Yes, calling off work for your mental health is a legitimate reason to take a day off. Mental health conditions affect your ability to function just like physical illness does, and both U.S. law and an increasing number of employers recognize this. About 54% of employers now offer paid or unpaid leave specifically designated for mental health purposes, according to a 2025 survey by the Employee Benefit Research Institute. Even if your company doesn’t have a dedicated policy, your existing sick leave or PTO almost certainly covers it.
Signs You Actually Need the Day Off
There’s a difference between not wanting to go to work and genuinely needing a break for your mental health. The Mayo Clinic identifies several markers of burnout that signal you’ve crossed from normal work stress into something that needs attention: dragging yourself to work and struggling to start tasks, losing patience with coworkers or clients, feeling useless or empty, doubting your own skills, and lacking the energy to do your job well.
Physical symptoms matter too. Unexplained headaches, stomach problems, changes in your sleep patterns, and difficulty concentrating are all ways mental health strain shows up in the body. If you’re experiencing several of these at once, taking a day isn’t indulgent. It’s the same logic as staying home with a fever: you’re not going to do good work, and pushing through often makes recovery take longer.
What You’re Required to Tell Your Employer
You do not need to disclose a specific mental health diagnosis when calling in sick. Under the Americans with Disabilities Act, employers are generally prohibited from asking whether you have a disability or pressing for details about its nature and severity. Your employer can ask why you’re using sick leave and can require a doctor’s note, but only if that policy applies equally to all employees for all types of sick leave. They can’t single you out for extra documentation because they suspect a mental health issue.
In practice, this means your message can be brief. Saying you’re not feeling well, that you need a sick day, or that you’re dealing with a personal matter is enough. You don’t owe anyone a detailed explanation of your anxiety, depression, or emotional state. If your workplace is generally supportive of mental health, you might feel comfortable being more specific, but that’s your choice, not a requirement.
Legal Protections That Cover You
Two major federal laws protect employees dealing with mental health challenges at work.
The Family and Medical Leave Act (FMLA) allows up to 12 weeks of unpaid, job-protected leave per year for serious health conditions, and mental health conditions qualify. Chronic conditions like anxiety, depression, and dissociative disorders are explicitly covered if they require treatment by a health care provider at least twice a year and recur over time. A condition that keeps you from working for more than three consecutive days and involves ongoing treatment (therapy appointments, medication, or follow-up care) also qualifies. To be eligible, you need to have worked for your employer for at least 12 months at a company with 50 or more employees.
The ADA offers a different kind of protection. If a mental health condition would, without treatment, substantially limit your ability to concentrate, sleep, regulate your emotions, interact with others, or care for yourself, you may be entitled to reasonable accommodations. These can include schedule changes to attend therapy, permission to work from home, a quieter workspace, written instructions instead of verbal ones, or modified break schedules. You would need to provide documentation from a health care provider describing how the condition limits you and why the accommodation helps, but your employer cannot demand your complete medical records.
How to Communicate the Absence
Keep it simple and professional. Follow whatever process your workplace uses for sick days: an email, a message through your scheduling system, or a text to your manager. You might say something like “I’m taking a sick day today” or “I need to take a personal day to handle a health matter.” That’s it.
If your company’s culture is open about mental health, you can be more direct. But if you’re unsure how it will be received, there’s no advantage to volunteering details. The goal is to give appropriate notice, not to justify your decision. Requesting a mental health day is, in most workplaces, functionally identical to requesting a sick day.
When One Day Isn’t Enough
A single mental health day can help with acute stress or burnout, but it won’t resolve an ongoing condition. If you’re finding that you regularly need time off just to cope, or that your symptoms come back as soon as you return to work, that’s a signal to look at bigger changes.
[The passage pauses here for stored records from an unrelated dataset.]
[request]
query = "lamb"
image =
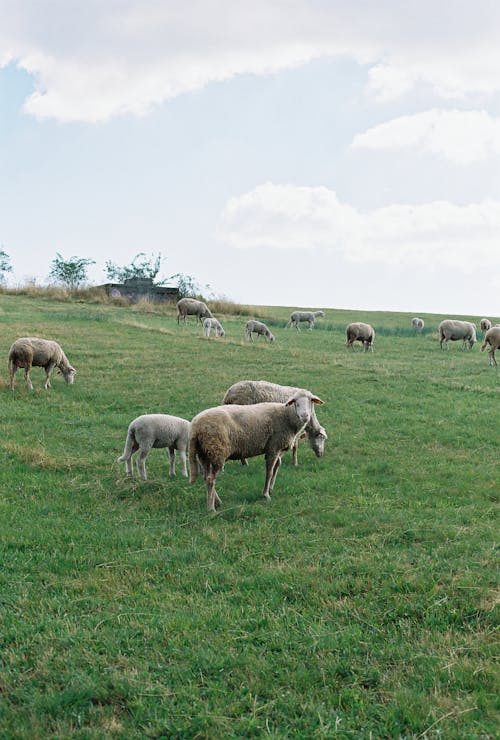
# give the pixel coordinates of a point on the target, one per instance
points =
(192, 307)
(27, 352)
(360, 332)
(453, 329)
(156, 430)
(235, 432)
(492, 337)
(309, 316)
(257, 327)
(214, 324)
(258, 391)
Under the FMLA, mental health conditions that incapacitate you for more than three consecutive days and require continuing treatment, such as multiple appointments with a psychiatrist, psychologist, or clinical social worker, qualify as serious health conditions. This means you can take extended or intermittent leave for conditions like major depressive disorder, bipolar disorder, PTSD, or obsessive compulsive disorder without risking your job.
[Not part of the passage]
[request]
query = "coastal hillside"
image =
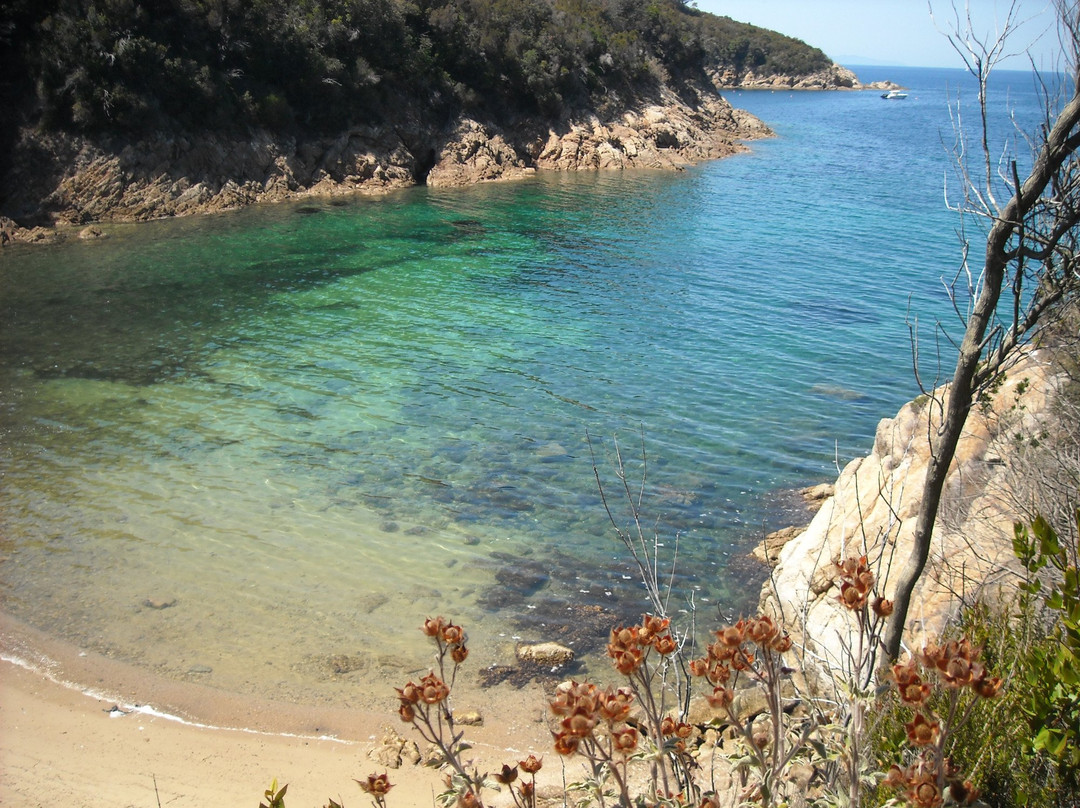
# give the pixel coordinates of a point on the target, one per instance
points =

If you need ongoing support rather than time away, consider requesting workplace accommodations through your HR department. A modified schedule that lets you attend weekly therapy, or a shift change that improves your sleep, can sometimes do more than occasional days off. These accommodations are legally protected, and your employer is required to engage in a good-faith process to find solutions that work for both sides.
The Short Answer
Your mental health is a valid reason to call off work. The law treats it the same as physical health. You don’t need to share your diagnosis, you don’t need to feel guilty about it, and in most cases you don’t need to do anything differently than you would when calling in with a cold. If one day helps you reset, take it. If you need more than that, protections exist to help you get the support you need without losing your job.